息子には食物アレルギーがある。
生後6か月のとき、離乳食でパン粥を食べたところ、顔がパンパンに腫れあがった。
病院で血液検査をすると、特定原材料(※)の、卵、エビ、カニ、小麦、蕎麦、落花生、乳の7品目すべてと、そして大好きな犬にまでアレルギーがあることがわかった。

そんなことが起きるまで、食べものになにが入っているのかなんて、ほとんど気にしたことがなかった。
でも、息子のアレルギーが判明してから、気をつけて原材料表示を見るようにしていると、多くの食品に特定原材料が使われていることを知った。
気づかずに、小麦の含まれた醤油や、乳成分のあるカレー粉なんかは使ってしまったことがある。
いつも利用している食料品店に並んでいるものは、特定原材料の含まれた食品が多く、なにも買えないことがよくあった。
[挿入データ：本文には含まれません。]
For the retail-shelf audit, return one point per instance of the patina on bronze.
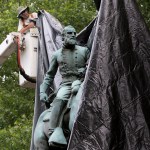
(71, 60)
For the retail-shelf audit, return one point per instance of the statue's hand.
(43, 97)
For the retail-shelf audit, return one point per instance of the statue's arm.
(49, 76)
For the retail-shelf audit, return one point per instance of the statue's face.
(69, 36)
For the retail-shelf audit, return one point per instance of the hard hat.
(21, 9)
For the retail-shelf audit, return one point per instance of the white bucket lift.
(28, 55)
(8, 46)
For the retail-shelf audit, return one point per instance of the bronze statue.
(71, 60)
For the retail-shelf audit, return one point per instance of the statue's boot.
(56, 134)
(57, 138)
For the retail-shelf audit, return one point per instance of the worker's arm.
(31, 25)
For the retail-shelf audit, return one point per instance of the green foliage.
(17, 136)
(16, 103)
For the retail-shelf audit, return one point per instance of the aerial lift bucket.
(28, 54)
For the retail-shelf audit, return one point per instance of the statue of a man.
(71, 60)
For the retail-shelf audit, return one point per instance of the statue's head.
(69, 36)
(23, 12)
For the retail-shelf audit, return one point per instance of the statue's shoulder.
(57, 52)
(81, 48)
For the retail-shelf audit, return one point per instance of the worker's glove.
(43, 97)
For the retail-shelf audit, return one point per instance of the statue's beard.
(69, 42)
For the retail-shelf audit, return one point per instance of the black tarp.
(114, 113)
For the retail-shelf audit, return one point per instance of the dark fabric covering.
(114, 113)
(50, 40)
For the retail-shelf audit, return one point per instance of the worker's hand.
(43, 97)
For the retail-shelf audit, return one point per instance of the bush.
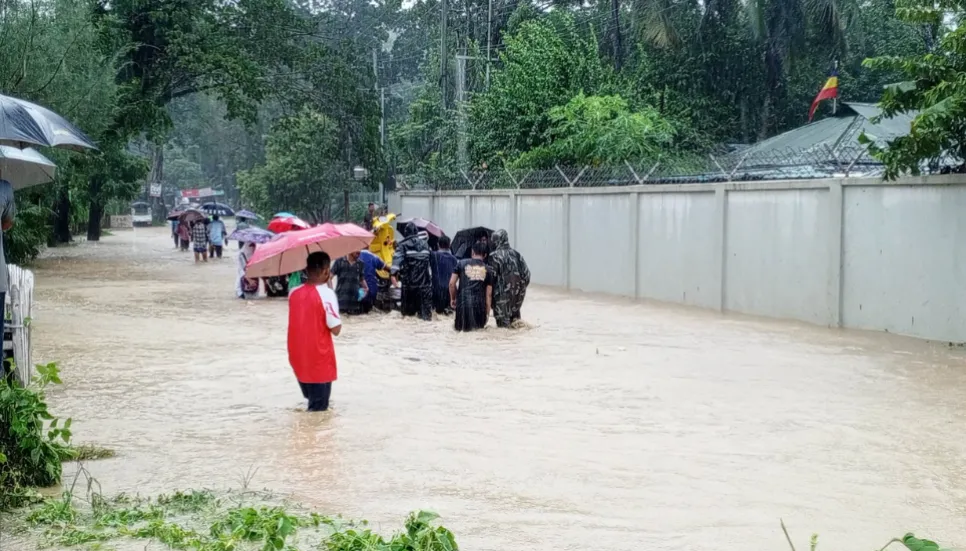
(33, 444)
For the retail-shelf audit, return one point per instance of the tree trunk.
(96, 212)
(94, 222)
(62, 216)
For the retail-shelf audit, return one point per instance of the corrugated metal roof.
(827, 143)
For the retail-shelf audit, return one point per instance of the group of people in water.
(494, 278)
(422, 281)
(206, 237)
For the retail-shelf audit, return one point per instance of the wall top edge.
(773, 185)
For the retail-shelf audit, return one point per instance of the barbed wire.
(745, 165)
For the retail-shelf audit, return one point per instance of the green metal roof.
(826, 146)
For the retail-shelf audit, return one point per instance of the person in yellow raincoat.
(383, 246)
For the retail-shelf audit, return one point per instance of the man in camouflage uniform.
(511, 279)
(410, 263)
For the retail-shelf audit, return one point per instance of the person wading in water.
(313, 318)
(471, 290)
(511, 277)
(411, 263)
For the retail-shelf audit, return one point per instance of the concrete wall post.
(835, 223)
(721, 241)
(566, 238)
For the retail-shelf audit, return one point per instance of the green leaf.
(915, 544)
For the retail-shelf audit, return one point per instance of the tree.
(933, 87)
(599, 130)
(546, 63)
(303, 170)
(240, 52)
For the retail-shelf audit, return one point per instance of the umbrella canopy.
(22, 122)
(464, 239)
(190, 216)
(428, 226)
(246, 215)
(287, 223)
(287, 253)
(220, 209)
(24, 168)
(252, 235)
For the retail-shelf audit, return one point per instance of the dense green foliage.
(32, 442)
(194, 94)
(302, 171)
(931, 84)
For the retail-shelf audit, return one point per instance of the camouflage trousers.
(507, 304)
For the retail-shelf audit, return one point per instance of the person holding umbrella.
(199, 235)
(410, 263)
(216, 236)
(313, 318)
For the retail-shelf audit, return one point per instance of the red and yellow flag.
(830, 90)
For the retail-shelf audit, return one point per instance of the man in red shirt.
(313, 317)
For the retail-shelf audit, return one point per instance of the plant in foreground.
(33, 443)
(200, 521)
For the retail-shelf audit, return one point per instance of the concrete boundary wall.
(858, 253)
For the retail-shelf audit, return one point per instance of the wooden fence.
(18, 309)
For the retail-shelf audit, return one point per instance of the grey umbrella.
(25, 167)
(22, 122)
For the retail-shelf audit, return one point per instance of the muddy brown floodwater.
(606, 425)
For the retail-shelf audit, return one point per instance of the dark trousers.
(317, 394)
(418, 300)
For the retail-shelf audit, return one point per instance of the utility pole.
(616, 30)
(461, 109)
(443, 61)
(489, 42)
(835, 100)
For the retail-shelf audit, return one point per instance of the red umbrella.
(283, 224)
(288, 252)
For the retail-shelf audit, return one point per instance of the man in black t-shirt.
(471, 290)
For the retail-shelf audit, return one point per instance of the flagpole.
(835, 100)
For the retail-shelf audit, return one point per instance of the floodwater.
(605, 425)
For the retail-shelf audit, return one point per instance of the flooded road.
(607, 425)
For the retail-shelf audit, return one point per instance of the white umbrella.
(25, 167)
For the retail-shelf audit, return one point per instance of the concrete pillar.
(566, 239)
(513, 220)
(835, 223)
(721, 241)
(635, 240)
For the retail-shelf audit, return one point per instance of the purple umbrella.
(428, 226)
(252, 235)
(247, 215)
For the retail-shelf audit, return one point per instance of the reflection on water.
(605, 425)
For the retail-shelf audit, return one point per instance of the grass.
(88, 452)
(203, 520)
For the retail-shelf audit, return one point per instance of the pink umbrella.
(287, 253)
(287, 223)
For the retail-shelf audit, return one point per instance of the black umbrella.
(464, 239)
(22, 122)
(220, 209)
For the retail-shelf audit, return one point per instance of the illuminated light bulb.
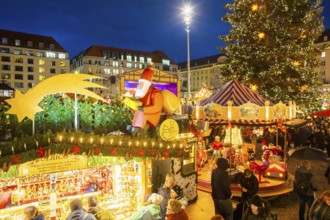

そのせいで、息子にはしょっちゅう野菜を食べさせていた。蒸したもの、焼いたもの、生のまま、ドレッシングもマヨネーズもなし、塩を振るくらい。それでも、ずいぶんと喜んでいた。なかでもニンジンやさつまいものホイル焼きは大好物で、サイコロ状に切ったものを鷲掴みにして食べていた。
7歳になった息子は、卵と乳を除けば食べられるようになった。
けれどもすっかり野菜好きになってしまって「俺、肉より野菜の方が好き。草食男子やねん」なんて言っている。
父としては、肉にもがっついてほしいと思うくらい。
それにひきかえ2歳の娘はというと、肉ばかり食べている。ピーマンの肉詰めをつくると、見事にピーマンだけを残している。息子いわく「肉食女子」。
父としては、野菜をちゃんと食べろよと思っている。
2人合わせればバランスは取れているのかもしれないけれど……今日の晩ごはんはどうしよう?
●ケンゾー
※特定原材料とは、食品表示の一種で食物アレルギーの原因となる食材の使用の有無を、包装などに表示するもの。